Architecture: graph/ is the brain

content-engine-en/
├── SKILL.md              ← what you're reading; the agent's entry point
├── graph/                ← knowledge graph (shared "memory / soul / context" across modes)
│   ├── index.md              brand briefing, agent reads first
│   ├── brand/{brand-voice,brand-story}.md
│   ├── platforms/xiaohongshu.md     XHS playbook (only platform in v1)
│   │                                 (v1.1+ will add douyin.md / wechat-channels.md / ...)
│   ├── audience/segments.md          audience segmentation
│   └── engine/{hooks,style-tags,taboo}.md
├── references/{output-template,example-video,example-image}.md
└── scripts/
    ├── extract_xhs.py                v1 deconstruct CLI: link → workspace
    ├── generate_xhs.py               v2 generate CLI: link → script + images + copy
    │                                  (v1.1+ will add extract_douyin.py / generate_douyin.py)
    └── content_engine/               Python package (zero deps)
        ├── client.py                  TikhubClient (v1)
        ├── parsers.py                 NoteData / Comment parsing (v1)
        ├── linkresolve.py             short link → note_id (shared)
        ├── video.py                   download + ffmpeg frame extraction (v1)
        ├── images.py                  image post downloader (v1)
        ├── llm.py                     Ofox LLM client (v2)
        ├── nano_banana.py             Ofox image generation (v2, Nano Banana Pro)
        ├── lookup.py                  link → card lookup + freshness (v2)
        ├── prompts.py                 5 text prompt templates (v2)
        ├── generate.py                generate mode orchestration (v2)
        ├── preflight.py               environment self-check (v1+v2)
        └── models.py                  dataclass definitions

Two ironclad rules:

  1. graph/ files can be empty templates — deconstruction still runs, just falls back to "objective deconstruction" mode
  2. New hooks / style words discovered during deconstruction are auto-written back to graph/engine/. The graph grows.

When to trigger

  • User gives an XHS link and says "deconstruct this" / "study this" / "why did this go viral?"
  • Competitive analysis during content planning
  • The "research first" step before generating new content

Input

RequiredFieldNotes
---------
Reference linkXHS short link / long link / 24-char hex note_id / share text — all accepted
Task IDDefaults to AIC-{YYMMDD}-{seq}
Content goale.g., "drive in-store traffic" / "DM acquisition" — affects "Takeaways" field

Output

Markdown file → docs/deconstructions/{id}-{slug}.md.

Full field definitions in references/output-template.md. Examples in references/example-video.md / example-image.md.


Workflow

Step 0: Detect graph state → choose mode

Use your agent's native tools directly (avoid bash globstar / realpath compat issues):

  1. Locate the skill root (where SKILL.md lives)
  2. Use Read or Grep tools to scan graph/*/.md for # TODO: markers

Simplest: a single Grep call:

Grep pattern: "^# TODO:"  path: <skill_root>/graph/  output_mode: files_with_matches
Files matchedModeBehavior
---------
0Brand-awareStep 5's "Target audience" / "Takeaways" must be generated from graph content; field-fill stage must read the relevant graph nodes
≥1ObjectiveSkip brand-aware fields; append to output: "⚠️ graph/ not yet populated — recommend filling {list of TODO files}"

Mode A vs B differences in the "Takeaways" field: see the dual-version comparison at the end of references/example-video.md.

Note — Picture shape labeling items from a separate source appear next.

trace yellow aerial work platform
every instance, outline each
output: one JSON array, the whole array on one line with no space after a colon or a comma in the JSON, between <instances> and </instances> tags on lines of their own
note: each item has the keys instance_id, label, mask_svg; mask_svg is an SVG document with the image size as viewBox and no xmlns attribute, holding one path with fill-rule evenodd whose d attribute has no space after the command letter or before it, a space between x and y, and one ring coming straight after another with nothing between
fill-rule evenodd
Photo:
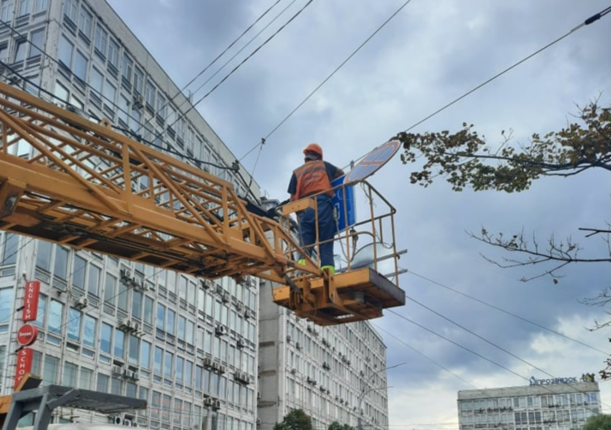
<instances>
[{"instance_id":1,"label":"yellow aerial work platform","mask_svg":"<svg viewBox=\"0 0 611 430\"><path fill-rule=\"evenodd\" d=\"M376 261L351 266L357 239L390 242L397 282L394 227L387 240L381 227L392 224L390 205L371 211L370 231L337 239L347 266L330 276L314 259L299 264L290 215L254 213L229 182L3 82L0 107L0 230L207 279L257 276L282 286L276 303L321 324L404 304Z\"/></svg>"}]
</instances>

> Wikilink convention [[brand/brand-voice]] between graph files: this is Obsidian-style, pointing to graph/brand/brand-voice.md (no .md suffix). When you see [[X]], Read the corresponding file to load context.

Steps 1-3: One-shot data fetch → workspace

One command does it all: link resolution / metadata fetch / comments fetch / video download + frame extraction / image download for image posts.

> ⚠️ v1 supports Xiaohongshu only. Douyin / WeChat Channels / Bilibili etc. are on the roadmap (v1.1+) with corresponding extract_douyin.py / extract_wechat_channels.py scripts.

python3 scripts/extract_xhs.py "<XHS link / note_id / share text>"
# Default workspace: {tempdir}/content-engine/{note_id}/
# Custom: --out /your/path

First-run environment check:

python3 scripts/extract_xhs.py --check

(Checks Python version / ffmpeg / TIKHUB_API_TOKEN / network / workspace writable. See "Setup" section below.)

Workspace artifacts (default {tempdir}/content-engine/{note_id}/, cross-platform):

FileContentHow agent uses it
---------
note.jsonParsed NoteData dataclass (all fields pre-extracted)Read directly; maps to Step 5 field table
comments.jsonParsed Comment list (with is_pinned heuristic flag)You (agent) read raw text in Step 5c and classify semantically — better than regex
{note_id}.mp4Original video file (CDN direct download)Used by Step 4 frame extraction
frames/frame_NNN.pngExtracted frames (auto fps based on duration: short <10s → 1.0, mid → 0.5, long >60s → 0.25)Step 4 reads frame by frame
images/image_NNN.jpgAll images for image posts (numbered in order)Step 4 reads image by image

Error handling:

  • API 401/403 → non-zero exit, tell user and stop
  • Comments API failure → comments.json written as {"_error": "..."}; "comment keywords" field becomes "⚠️ Not retrieved"
  • Non-XHS link → tell user "v1 only supports Xiaohongshu" and stop

Common flags:

  • --no-video skip video download (metadata-only mode)
  • --no-comments skip comments
  • --fps 1.0 force frame rate (default auto-adapts to duration)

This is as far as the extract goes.